You Can’t Handle the Truth – Laughter Etiquette
Every frequent cinemagoer will be aware of the dramatic effect which audience reactions can have on a particular cinematic experience. Whilst the sense of shared viewing can add an extra dimension to a film, your personal reaction is necessarily moulded by those of the people around you. Admittedly, certain extreme audience reactions can be hilarious, as anyone who went to see Magic Mike can vouch for, but there are times when sitting with a group of people who are particularly prone to fits of giggles can prevent you from taking a film at all seriously (I’m still angry with myself for laughing through 90 per cent of Her).
Whilst over-the-top audience laughter is ordinarily an irritating but largely harmless cinematic side-effect, there are some contexts in which it becomes not only a distracting reaction, but a disturbing one. This was particularly noticeable during my second viewing of the film Whiplash. One of its most memorable scenes is Andrew’s first rehearsal with the studio band, when we first get a sense of the extreme dynamic of his relationship with his mentor. It’s important that this scene has an initially comedic tone; having laughed at Fletcher’s clever one-liners (“That is not your boyfriend’s dick. Do not come early”), we feel even more uncomfortable when we realise just how far he’s prepared to go. However, countless slaps-in-the-face later, and the laughter produced by the audience at the cringe-worthily painful insult “worthless friendless faggot-lipped little piece of shit” is if anything even more uproarious. My response to this may be an overreaction, but sitting in a room full of people who seem to find a middle-aged man threatening to fuck a teenage boy like a pig to be the comedic event of the century is an unsettling experience.

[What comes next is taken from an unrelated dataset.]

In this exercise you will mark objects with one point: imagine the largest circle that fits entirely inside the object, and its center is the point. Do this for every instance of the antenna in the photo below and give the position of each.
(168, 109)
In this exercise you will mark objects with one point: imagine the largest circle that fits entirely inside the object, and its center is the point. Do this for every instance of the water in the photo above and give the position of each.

This lack of empathy is, perhaps, indicative of a larger problem in cinema, as the majority of commercially successful films are very often so tailored to their target audience that they are made to fit uncompromisingly into a definite genre. It is unsurprising that this kind of lazy commercial filmmaking has produced a society of lazy and undiscerning viewers, who are unable to detect tonal changes or emotional nuance. Whilst it may seem an inane thing to moan about, people’s emotional reactions to art and their ability to empathise with fictional characters can say a lot about their interactions with others more generally. More challenging cinema for the mass market is to be encouraged if such widespread voyeuristic tendencies are to be prevented.